The endowment considers this significant because its last reading survey, in 2002, reported such a precipitous drop in literary reading that it was titled "Reading at Risk." The 2002 study showed that in the 10-year period beginning in 1992, adult readers fell from 54 percent of the population to 46.7 percent. So does the new report mean we've turned a cultural corner?
The answer depends on how you think about reading. I'm not so sure reading really was in crisis - any more than it ever has been.
Laments over the death of reading are as old as mass literacy; ever since we began to consider culture as a social value, we've fixated on the way it falls apart. But what is it, exactly, we're lamenting? The NEA's terms are not particularly useful. The key phrase in "Reading on the Rise" is "literary reading," which the endowment defines as "novels and short stories, plays or poems." In 2008, for the first time, the NEA included online reading habits in its survey; as in previous years, nonfiction was left out of the loop.
That puts the works of David McCullough, Joseph Mitchell, Patricia Hampl and a lot of other authors into the "not literature" category and out of the picture. More to the point, such a definition is unconscious of its own elitism, the idea that literary reading is different from (read: better than) any other kind.

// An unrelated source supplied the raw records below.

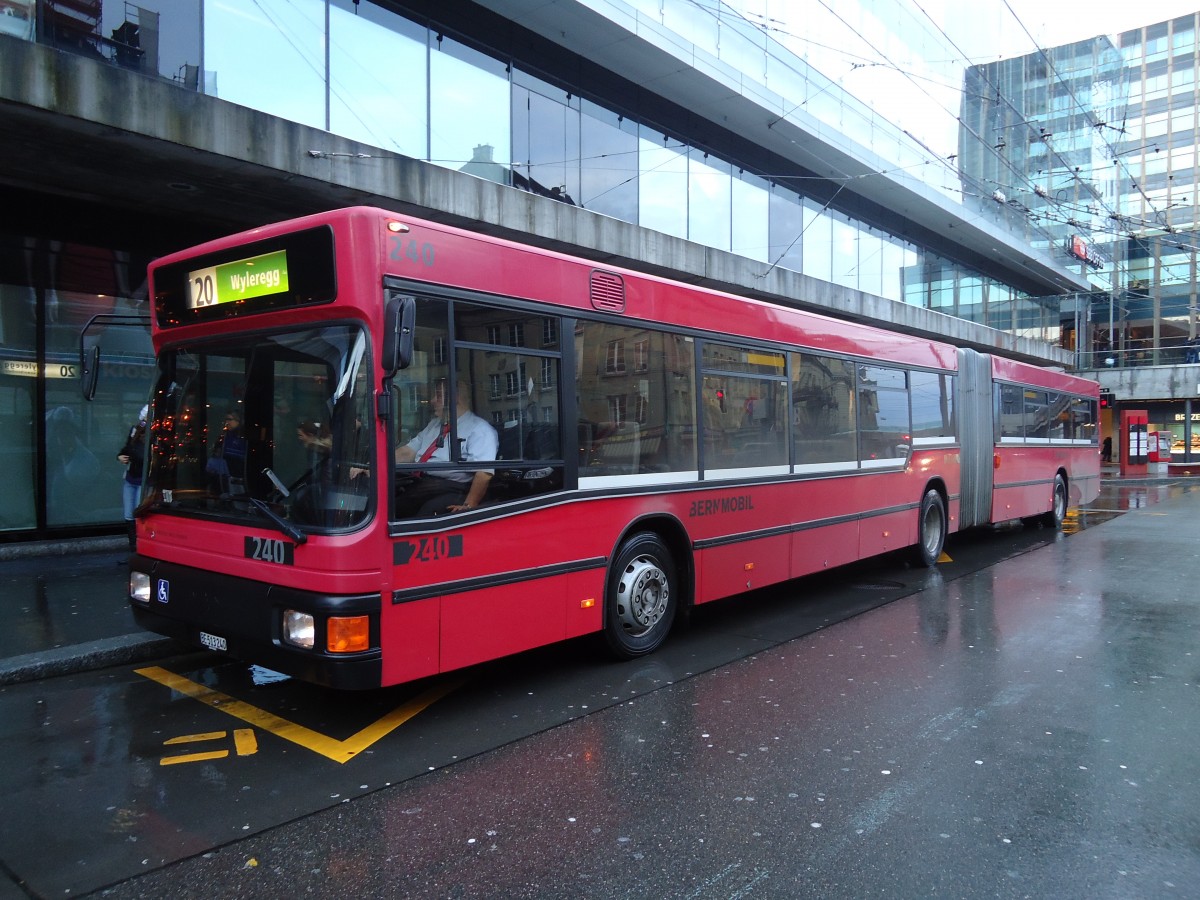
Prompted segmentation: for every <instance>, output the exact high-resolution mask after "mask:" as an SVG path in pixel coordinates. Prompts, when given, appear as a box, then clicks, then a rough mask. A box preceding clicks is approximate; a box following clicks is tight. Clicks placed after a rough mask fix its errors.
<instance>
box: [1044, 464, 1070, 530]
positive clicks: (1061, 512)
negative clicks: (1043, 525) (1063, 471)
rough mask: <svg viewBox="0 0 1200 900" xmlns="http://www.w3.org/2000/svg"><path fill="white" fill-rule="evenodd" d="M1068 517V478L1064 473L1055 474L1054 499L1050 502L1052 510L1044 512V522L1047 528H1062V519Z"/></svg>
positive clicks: (1056, 528)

In a recent essay in The Nation, William Deresiewicz argued that the NEA has played into the tendency of so-called literary mandarins - the critics and scholars - to see themselves as "the Last of the Readers," an embattled cultural elite. His response to the 2002 survey's finding that "only" 96 million American adults engaged in literary reading? "Ninety-six million American adults engage in literary reading!"
In other words, there's a whole lotta reading going on. I agree with Mr. Deresiewicz; 96 million is a lot of readers, a veritable army of the written word. And yet I'm glad that reading also seems to be on the upswing - if indeed it is.

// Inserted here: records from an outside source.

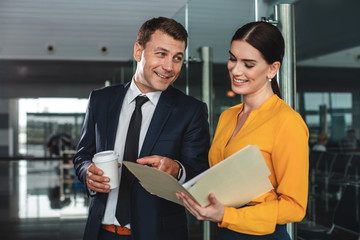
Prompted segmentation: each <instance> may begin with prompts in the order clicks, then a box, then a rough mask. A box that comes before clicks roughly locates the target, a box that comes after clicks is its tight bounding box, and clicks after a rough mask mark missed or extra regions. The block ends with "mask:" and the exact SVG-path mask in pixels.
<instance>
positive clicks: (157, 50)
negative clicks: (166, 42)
mask: <svg viewBox="0 0 360 240" xmlns="http://www.w3.org/2000/svg"><path fill="white" fill-rule="evenodd" d="M159 50H160V51H164V52H170V51H169V50H168V49H166V48H163V47H157V48H155V51H159ZM175 55H181V56H184V53H183V52H177V53H176V54H175Z"/></svg>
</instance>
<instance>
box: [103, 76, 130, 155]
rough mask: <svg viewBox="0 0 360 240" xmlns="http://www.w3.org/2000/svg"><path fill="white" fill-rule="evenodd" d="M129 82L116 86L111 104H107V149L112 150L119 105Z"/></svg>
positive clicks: (118, 120) (123, 97) (128, 88)
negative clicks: (128, 82) (126, 83)
mask: <svg viewBox="0 0 360 240" xmlns="http://www.w3.org/2000/svg"><path fill="white" fill-rule="evenodd" d="M129 86H130V83H127V84H125V85H124V86H121V87H120V88H116V89H115V91H114V92H113V94H114V96H112V97H111V99H113V101H112V103H111V105H110V106H109V110H108V113H107V134H106V135H107V139H106V140H107V142H106V143H107V144H106V148H107V150H113V149H114V145H115V138H116V132H117V127H118V125H119V116H120V111H121V107H122V104H123V101H124V97H125V94H126V91H127V90H128V89H129Z"/></svg>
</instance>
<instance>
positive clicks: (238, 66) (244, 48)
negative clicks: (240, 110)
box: [227, 40, 280, 95]
mask: <svg viewBox="0 0 360 240" xmlns="http://www.w3.org/2000/svg"><path fill="white" fill-rule="evenodd" d="M229 54H230V57H229V61H228V64H227V67H228V70H229V74H230V79H231V88H232V90H233V91H234V92H235V93H237V94H242V95H254V94H255V95H256V94H257V93H260V94H261V93H262V92H264V91H269V90H271V91H272V89H271V83H270V82H269V79H270V78H273V77H274V76H275V74H276V72H277V69H278V68H277V69H274V66H273V65H274V64H275V63H277V62H275V63H273V64H271V65H269V64H268V63H267V62H266V61H265V59H264V57H263V56H262V54H261V53H260V52H259V51H258V50H257V49H256V48H254V47H253V46H251V45H250V44H249V43H247V42H245V41H243V40H235V41H233V42H232V43H231V47H230V51H229ZM279 64H280V63H279Z"/></svg>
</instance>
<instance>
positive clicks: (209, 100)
mask: <svg viewBox="0 0 360 240" xmlns="http://www.w3.org/2000/svg"><path fill="white" fill-rule="evenodd" d="M200 54H201V61H202V90H201V91H202V92H201V93H202V94H201V96H202V97H201V98H202V101H203V102H204V103H206V104H207V106H208V111H209V127H210V137H211V138H212V137H213V134H212V133H213V130H212V129H213V119H212V116H213V109H212V106H213V104H212V102H213V101H212V96H213V94H212V93H213V77H212V50H211V48H210V47H208V46H204V47H201V48H200ZM203 235H204V237H203V240H210V237H211V236H210V222H209V221H204V222H203Z"/></svg>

"Reading on the Rise" makes a big deal of the fact that when you consider all age groups, "the absolute number of literary readers is now the highest in the survey's history": 112.8 million, up 16.6 million from 2002. The percentages, though, tell a different story. In 2008, 50.2 percent of American adults read literature, but in 1982, the figure was 56.9 percent.

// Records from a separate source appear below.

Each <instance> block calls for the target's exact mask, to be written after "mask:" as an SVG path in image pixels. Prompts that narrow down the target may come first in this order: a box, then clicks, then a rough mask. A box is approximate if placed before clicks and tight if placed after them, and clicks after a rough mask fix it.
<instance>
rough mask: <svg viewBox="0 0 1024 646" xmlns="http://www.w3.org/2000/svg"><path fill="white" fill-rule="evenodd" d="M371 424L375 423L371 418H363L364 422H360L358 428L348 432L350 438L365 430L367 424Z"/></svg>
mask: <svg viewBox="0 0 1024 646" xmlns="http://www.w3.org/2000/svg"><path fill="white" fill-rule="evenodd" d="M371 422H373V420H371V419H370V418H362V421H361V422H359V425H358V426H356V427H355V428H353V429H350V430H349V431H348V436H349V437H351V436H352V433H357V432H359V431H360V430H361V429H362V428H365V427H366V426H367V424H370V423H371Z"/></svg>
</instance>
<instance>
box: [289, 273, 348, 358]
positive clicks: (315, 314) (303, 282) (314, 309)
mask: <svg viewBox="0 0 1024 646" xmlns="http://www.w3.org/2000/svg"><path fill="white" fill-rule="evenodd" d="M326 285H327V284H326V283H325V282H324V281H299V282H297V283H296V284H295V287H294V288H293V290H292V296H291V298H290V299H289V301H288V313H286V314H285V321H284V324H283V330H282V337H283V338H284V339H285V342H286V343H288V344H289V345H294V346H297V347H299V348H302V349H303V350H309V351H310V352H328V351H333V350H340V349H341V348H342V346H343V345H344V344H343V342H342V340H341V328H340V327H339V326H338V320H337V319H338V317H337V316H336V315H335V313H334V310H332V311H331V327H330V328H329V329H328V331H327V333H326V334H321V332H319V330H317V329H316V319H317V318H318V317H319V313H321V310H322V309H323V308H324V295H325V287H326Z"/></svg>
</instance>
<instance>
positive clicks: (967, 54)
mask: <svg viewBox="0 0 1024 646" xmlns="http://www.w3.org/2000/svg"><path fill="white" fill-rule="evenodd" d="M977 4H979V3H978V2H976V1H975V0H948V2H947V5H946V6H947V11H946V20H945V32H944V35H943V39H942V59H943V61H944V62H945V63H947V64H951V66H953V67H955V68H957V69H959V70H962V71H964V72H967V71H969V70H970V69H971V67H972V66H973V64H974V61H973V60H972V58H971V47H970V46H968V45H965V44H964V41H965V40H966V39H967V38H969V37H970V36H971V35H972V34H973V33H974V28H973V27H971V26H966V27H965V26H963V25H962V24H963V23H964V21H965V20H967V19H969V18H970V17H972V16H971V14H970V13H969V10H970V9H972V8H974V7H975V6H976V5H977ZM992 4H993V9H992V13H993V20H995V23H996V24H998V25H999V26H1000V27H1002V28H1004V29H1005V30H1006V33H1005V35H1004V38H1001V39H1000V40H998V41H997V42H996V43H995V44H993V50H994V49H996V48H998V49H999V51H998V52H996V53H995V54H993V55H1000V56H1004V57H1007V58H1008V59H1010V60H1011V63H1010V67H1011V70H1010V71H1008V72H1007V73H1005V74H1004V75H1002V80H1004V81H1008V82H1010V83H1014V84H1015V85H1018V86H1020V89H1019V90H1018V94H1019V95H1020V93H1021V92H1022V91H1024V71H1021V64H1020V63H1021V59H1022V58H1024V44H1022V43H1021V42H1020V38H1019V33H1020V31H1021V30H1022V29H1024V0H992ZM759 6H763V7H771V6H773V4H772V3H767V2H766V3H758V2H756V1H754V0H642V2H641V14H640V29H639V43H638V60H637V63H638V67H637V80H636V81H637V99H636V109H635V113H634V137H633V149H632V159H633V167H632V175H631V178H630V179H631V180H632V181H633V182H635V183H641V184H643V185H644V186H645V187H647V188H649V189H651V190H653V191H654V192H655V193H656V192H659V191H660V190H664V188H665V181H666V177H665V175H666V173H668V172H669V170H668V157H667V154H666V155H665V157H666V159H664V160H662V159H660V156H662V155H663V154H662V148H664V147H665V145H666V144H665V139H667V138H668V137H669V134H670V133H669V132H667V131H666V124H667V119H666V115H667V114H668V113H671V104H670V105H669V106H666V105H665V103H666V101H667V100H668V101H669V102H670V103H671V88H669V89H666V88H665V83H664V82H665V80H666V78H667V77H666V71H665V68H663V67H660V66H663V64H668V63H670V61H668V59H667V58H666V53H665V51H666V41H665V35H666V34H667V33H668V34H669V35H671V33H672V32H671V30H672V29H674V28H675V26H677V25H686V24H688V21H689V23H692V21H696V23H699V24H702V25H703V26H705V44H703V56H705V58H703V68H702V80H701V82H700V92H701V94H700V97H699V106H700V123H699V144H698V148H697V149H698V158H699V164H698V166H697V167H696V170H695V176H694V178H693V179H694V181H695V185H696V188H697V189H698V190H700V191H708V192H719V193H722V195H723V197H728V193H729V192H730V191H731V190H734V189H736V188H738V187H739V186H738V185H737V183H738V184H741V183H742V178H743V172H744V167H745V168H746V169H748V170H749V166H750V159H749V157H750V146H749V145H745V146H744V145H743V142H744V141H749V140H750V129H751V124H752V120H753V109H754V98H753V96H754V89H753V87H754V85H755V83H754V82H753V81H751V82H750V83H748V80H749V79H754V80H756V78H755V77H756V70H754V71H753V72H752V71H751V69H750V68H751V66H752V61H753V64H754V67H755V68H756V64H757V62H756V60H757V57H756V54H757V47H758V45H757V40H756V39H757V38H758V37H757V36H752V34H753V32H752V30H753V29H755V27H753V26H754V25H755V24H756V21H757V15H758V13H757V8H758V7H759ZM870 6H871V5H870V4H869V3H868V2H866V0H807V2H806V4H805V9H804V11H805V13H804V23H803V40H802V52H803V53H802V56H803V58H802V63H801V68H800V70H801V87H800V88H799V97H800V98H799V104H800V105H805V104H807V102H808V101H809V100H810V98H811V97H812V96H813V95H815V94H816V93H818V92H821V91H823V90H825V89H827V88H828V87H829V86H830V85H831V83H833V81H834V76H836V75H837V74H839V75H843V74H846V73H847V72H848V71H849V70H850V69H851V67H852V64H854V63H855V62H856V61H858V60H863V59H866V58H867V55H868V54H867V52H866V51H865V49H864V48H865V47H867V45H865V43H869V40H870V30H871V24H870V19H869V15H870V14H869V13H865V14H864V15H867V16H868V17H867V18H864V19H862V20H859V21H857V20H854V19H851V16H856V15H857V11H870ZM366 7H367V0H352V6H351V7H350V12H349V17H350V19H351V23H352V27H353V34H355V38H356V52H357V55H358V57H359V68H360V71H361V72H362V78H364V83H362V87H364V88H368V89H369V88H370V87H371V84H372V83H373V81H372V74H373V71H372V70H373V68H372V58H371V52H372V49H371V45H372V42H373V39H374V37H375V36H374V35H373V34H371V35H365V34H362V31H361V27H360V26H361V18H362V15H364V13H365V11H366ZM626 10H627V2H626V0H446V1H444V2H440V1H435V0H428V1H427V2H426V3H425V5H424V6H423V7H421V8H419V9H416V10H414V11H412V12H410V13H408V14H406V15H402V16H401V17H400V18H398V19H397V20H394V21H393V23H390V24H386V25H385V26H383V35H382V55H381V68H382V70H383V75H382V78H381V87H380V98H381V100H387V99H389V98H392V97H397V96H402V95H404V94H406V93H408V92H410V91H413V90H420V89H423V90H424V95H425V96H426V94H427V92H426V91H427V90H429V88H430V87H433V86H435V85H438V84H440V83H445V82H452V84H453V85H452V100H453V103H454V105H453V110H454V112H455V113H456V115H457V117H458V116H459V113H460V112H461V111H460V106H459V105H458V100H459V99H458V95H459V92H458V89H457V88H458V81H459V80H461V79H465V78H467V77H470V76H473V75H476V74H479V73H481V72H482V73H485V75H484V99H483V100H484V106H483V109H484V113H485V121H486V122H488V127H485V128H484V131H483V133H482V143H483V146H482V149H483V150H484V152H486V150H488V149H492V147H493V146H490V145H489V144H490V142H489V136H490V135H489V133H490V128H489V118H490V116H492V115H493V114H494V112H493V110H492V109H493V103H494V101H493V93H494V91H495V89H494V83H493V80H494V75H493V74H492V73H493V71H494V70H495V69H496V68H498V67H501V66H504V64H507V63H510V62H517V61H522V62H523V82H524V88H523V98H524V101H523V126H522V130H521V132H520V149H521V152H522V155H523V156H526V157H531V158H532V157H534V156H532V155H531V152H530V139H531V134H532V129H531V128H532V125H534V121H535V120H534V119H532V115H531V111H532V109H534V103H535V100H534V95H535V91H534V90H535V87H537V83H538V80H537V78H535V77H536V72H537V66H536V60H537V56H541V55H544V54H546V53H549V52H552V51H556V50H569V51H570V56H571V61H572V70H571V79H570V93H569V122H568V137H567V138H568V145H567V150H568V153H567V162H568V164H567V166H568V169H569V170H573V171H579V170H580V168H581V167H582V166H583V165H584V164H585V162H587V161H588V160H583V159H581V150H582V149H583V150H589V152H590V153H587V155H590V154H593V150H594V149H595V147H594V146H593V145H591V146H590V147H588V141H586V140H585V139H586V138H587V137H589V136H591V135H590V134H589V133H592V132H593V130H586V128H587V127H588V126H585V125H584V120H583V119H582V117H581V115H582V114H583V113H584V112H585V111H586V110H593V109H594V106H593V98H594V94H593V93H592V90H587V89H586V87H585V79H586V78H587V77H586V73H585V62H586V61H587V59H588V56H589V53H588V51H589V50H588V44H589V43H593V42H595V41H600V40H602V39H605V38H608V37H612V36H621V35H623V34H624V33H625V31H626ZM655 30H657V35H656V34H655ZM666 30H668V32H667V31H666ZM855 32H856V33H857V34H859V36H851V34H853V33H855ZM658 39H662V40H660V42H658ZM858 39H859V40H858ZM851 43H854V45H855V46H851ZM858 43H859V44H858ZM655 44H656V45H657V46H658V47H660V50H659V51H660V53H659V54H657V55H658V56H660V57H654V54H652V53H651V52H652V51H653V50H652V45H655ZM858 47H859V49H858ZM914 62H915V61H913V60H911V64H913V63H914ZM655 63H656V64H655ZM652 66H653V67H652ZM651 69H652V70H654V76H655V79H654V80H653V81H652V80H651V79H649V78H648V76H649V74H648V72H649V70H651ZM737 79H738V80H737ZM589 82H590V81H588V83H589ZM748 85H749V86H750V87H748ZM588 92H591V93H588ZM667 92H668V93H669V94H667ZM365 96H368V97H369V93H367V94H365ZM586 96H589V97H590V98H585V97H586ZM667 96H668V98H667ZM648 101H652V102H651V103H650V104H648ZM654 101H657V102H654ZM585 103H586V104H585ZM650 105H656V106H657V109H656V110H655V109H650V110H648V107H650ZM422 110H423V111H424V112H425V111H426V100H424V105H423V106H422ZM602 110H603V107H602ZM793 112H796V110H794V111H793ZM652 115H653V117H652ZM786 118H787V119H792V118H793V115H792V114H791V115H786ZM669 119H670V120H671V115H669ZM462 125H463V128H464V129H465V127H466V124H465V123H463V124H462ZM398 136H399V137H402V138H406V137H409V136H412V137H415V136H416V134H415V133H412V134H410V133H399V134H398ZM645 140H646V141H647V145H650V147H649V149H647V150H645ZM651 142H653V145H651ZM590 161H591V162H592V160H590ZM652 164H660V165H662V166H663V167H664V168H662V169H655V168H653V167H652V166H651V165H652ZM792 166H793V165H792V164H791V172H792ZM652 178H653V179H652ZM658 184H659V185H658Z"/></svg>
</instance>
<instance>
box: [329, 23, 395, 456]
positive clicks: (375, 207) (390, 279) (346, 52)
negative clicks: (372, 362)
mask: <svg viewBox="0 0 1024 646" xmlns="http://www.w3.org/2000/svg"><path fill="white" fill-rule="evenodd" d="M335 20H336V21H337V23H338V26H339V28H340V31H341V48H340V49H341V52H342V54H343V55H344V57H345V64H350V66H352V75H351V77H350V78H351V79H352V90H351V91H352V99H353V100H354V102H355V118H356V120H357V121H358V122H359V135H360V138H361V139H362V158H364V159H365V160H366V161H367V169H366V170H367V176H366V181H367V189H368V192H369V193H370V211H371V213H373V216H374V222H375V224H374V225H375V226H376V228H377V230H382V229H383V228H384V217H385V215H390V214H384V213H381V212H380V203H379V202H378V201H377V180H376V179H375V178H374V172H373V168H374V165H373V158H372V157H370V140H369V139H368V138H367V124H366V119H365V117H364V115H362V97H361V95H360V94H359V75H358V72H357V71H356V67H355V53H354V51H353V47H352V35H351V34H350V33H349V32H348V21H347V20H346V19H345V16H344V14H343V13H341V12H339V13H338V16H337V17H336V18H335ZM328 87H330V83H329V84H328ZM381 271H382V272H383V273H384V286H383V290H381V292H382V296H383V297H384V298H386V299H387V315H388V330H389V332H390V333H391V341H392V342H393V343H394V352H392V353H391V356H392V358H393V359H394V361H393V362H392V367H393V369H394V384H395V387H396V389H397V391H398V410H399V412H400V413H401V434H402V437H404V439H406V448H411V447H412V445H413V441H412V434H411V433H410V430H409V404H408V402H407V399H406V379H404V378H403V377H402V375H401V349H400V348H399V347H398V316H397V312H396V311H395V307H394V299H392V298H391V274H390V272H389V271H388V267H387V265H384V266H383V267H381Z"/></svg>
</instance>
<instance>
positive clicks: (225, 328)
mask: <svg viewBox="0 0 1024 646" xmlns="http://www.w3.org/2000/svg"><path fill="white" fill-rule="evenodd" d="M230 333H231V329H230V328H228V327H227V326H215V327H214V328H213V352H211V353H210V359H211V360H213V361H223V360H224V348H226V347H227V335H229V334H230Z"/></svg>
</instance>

Then there are the demographics, which may say less about literary habits than about American life.
Not surprisingly, reading rates go up according to level of education; 68.1 percent of college graduates identify as readers, compared with 39.1 percent of high school graduates and 18.5 percent of those who never went to high school. Consider ethnicity - 55.7 percent of whites, 42.6 percent of African-Americans and 31.9 percent of Latinos meet the NEA's "literary reader" criteria - and you get a fuller picture, suggesting that in the U.S., reading is a talisman of class.
This is important because "Reading on the Rise" correlates its findings to a broader context, framing reading in terms of moral value. "Reading is an important indicator of various positive individual and social behavior patterns," the report informs us, adding that "previous NEA research has shown that literary readers attend arts and sports events, play sports, do outdoor activities, exercise and volunteer at higher rates than nonreaders."
Setting aside the question of whether reading is, or even should be, good for you (check out Alan Bennett's short novel The Uncommon Reader for a deft take on the other side of that debate: books as socially disruptive), these sorts of comparisons suggest a disturbing subtext, in which a certain kind of reader makes a better grade of citizen - literary eugenics, in other words.
But don't expect "Reading on the Rise" to address that; it's too interested in celebrating itself.